1.	Scenario: You have two tables Users and Products, with a key table called UserProducts. The Users table has for columns int ID and varchar(50) Name. The Products table has for columns ID and Name as well. ID on both tables are primary keys. The User Products table has int UserID and int ProductID, which link the Users and Products table. Write a select statement that joins the two tables returning Users.ID, Users.Name, Products.ID and Products.Name. The query should return all records in the Users table, and any related records from the Products table, if they exist.

----------


## meghana007

1.	You have discovered a bug in a multi-threaded windows application method that serves lookup data. The method fills a static list object full of simple data objects. When only one thread hits the method the method executes rapidly. The SQL stored procedure that is returning the results is optimized and runs quickly. You can test it using a T-SQL call and it runs in less than a millisecond. When one thread accesses the method the code returns just as quickly. But when more than one thread hits the method at the same time load up of the static list object becomes slower in an exponential fashion, driving system resource usage up and taking much longer than expected. After the list runs then the usage drops again, since the method is no longer called until the application is recycled. 

private static List<DataObject> _list = null;


        public static List<DataObject> GetList()
        {
            if (_list == null)
            {
                _list = new List<DataObject>();
                SqlDataReader reader = null;
                SqlConnection connection = 
new SqlConnection(ConnectionString);
                SqlCommand command = null;               


                // Set up a new command
                command = new SqlCommand("GetList", connection);
                command.CommandType = CommandType.StoredProcedure;
                reader = 
		command.ExecuteReader(CommandBehavior.CloseConnect  ion);

                while (reader.Read())
                {
                    DataObject instance = new DataObject();
                    instance.ID = reader["ID"] != DBNull.Value &&
 reader["ID"] != null ? (int)reader["ID"] : 0;
                    instance.Name = reader["Name"] != DBNull.Value && 
				reader["Name"] != null ? (string)reader["Name"] : 
				string.Empty;
                    _list.Add(instance);
                }

            }
        }
First, give an explanation of what is wrong and why the issue stated above is happening. Then write the code and give a detailed explanation of how you would solve this issue?

----------


## meghana007

2.	You have two factory classes that both return a generic list of a data object class. Currently you are using a switch statement to call a particular factory depending on some input. Code below the switch depends on getting the list of data objects from different sources, but processing them the same. 
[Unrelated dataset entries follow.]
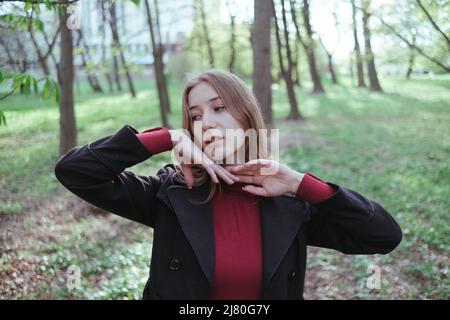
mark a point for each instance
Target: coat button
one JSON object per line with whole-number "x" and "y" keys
{"x": 174, "y": 264}
{"x": 292, "y": 275}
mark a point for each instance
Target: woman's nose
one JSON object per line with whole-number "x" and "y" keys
{"x": 209, "y": 121}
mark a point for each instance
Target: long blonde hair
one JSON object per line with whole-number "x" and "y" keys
{"x": 239, "y": 102}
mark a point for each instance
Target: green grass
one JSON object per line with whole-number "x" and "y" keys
{"x": 392, "y": 147}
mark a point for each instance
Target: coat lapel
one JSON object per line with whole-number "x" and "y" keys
{"x": 281, "y": 219}
{"x": 197, "y": 224}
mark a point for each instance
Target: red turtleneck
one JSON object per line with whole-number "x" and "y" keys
{"x": 237, "y": 228}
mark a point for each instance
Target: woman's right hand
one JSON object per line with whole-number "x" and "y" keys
{"x": 189, "y": 154}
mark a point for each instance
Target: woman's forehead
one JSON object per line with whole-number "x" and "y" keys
{"x": 201, "y": 94}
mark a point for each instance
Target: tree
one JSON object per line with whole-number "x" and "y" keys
{"x": 68, "y": 131}
{"x": 17, "y": 59}
{"x": 310, "y": 50}
{"x": 357, "y": 50}
{"x": 262, "y": 77}
{"x": 408, "y": 42}
{"x": 200, "y": 7}
{"x": 433, "y": 23}
{"x": 83, "y": 50}
{"x": 117, "y": 47}
{"x": 330, "y": 62}
{"x": 294, "y": 114}
{"x": 158, "y": 65}
{"x": 232, "y": 61}
{"x": 374, "y": 83}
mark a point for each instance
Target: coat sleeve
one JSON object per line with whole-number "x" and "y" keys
{"x": 352, "y": 224}
{"x": 96, "y": 173}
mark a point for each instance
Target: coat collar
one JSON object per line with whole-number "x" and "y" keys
{"x": 281, "y": 219}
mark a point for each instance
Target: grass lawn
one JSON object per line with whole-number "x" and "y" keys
{"x": 392, "y": 147}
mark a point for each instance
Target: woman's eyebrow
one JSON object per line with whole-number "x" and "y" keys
{"x": 210, "y": 100}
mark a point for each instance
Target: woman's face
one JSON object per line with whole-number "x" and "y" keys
{"x": 212, "y": 123}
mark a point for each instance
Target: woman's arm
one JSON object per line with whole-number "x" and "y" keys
{"x": 350, "y": 223}
{"x": 96, "y": 173}
{"x": 339, "y": 218}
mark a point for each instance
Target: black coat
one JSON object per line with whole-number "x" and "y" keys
{"x": 183, "y": 255}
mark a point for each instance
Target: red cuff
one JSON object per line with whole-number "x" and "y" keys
{"x": 314, "y": 190}
{"x": 156, "y": 140}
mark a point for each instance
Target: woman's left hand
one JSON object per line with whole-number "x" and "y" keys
{"x": 267, "y": 178}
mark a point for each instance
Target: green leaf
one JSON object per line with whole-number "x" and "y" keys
{"x": 57, "y": 92}
{"x": 2, "y": 119}
{"x": 35, "y": 86}
{"x": 38, "y": 24}
{"x": 37, "y": 8}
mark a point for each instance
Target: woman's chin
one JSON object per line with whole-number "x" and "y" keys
{"x": 218, "y": 154}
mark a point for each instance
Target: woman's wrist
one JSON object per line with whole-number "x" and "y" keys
{"x": 156, "y": 140}
{"x": 313, "y": 189}
{"x": 295, "y": 181}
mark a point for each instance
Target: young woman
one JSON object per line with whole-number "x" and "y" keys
{"x": 221, "y": 230}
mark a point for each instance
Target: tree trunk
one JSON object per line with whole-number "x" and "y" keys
{"x": 330, "y": 63}
{"x": 68, "y": 131}
{"x": 290, "y": 65}
{"x": 118, "y": 47}
{"x": 310, "y": 52}
{"x": 295, "y": 62}
{"x": 104, "y": 65}
{"x": 158, "y": 69}
{"x": 262, "y": 77}
{"x": 294, "y": 114}
{"x": 84, "y": 52}
{"x": 232, "y": 61}
{"x": 201, "y": 7}
{"x": 433, "y": 23}
{"x": 374, "y": 83}
{"x": 358, "y": 57}
{"x": 41, "y": 59}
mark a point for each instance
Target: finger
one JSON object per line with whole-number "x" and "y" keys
{"x": 246, "y": 179}
{"x": 246, "y": 167}
{"x": 188, "y": 176}
{"x": 224, "y": 175}
{"x": 212, "y": 174}
{"x": 258, "y": 191}
{"x": 232, "y": 176}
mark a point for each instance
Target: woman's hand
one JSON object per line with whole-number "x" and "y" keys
{"x": 189, "y": 154}
{"x": 270, "y": 177}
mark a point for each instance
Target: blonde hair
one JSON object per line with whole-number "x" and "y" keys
{"x": 239, "y": 102}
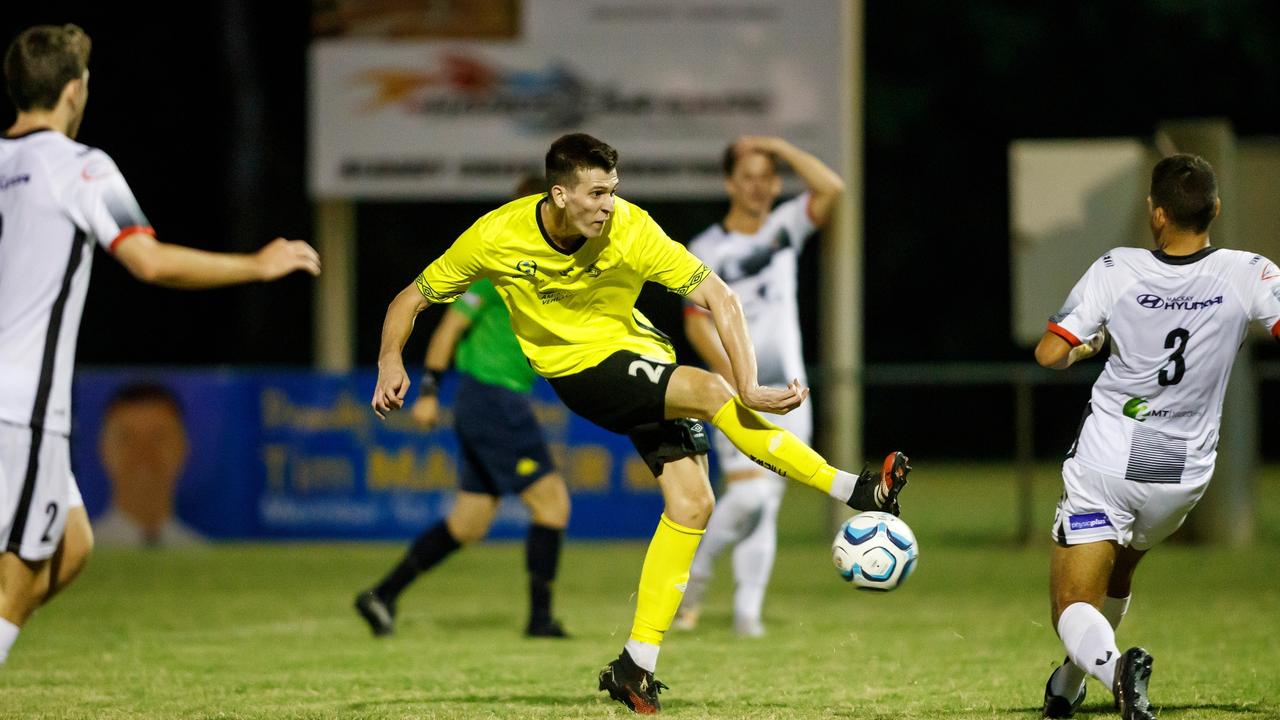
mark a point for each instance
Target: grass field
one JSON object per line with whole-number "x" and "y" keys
{"x": 266, "y": 630}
            List<Product> products = null;
            switch (i)
            {
                case 1:
                    products = ProductFactory.GetProducts();
                    break;
                case 2:
                    products = ItemFactory.GetItems();
                    break;
                default:
                    break;
            }

The problem is that if you wanted to add more factories from different sources you would have to rewrite the code for the current builder class, i.e. add more statements to the switch. Since an unknown number of factory calls could be made to get the data objects from different sources (one factory returns from Oracle, one from SQL one from SAP, etc) the code needs to accommodate any new factory sources without having to recode.

Describe how you might accomplish this, write code to show your solution. Be as verbose as needed.

----------


## Pandu

Select Users.ID, Users.Name, Products.ID, Products.Name from Users LEFT OUTER JOIN Products on Users. Id = Products.ID Group by Users.ID

----------


## Island1

Even if these weren't obviously school assignment / examp prep questions, they should still be listed separately...

Good Luck.

Bill

----------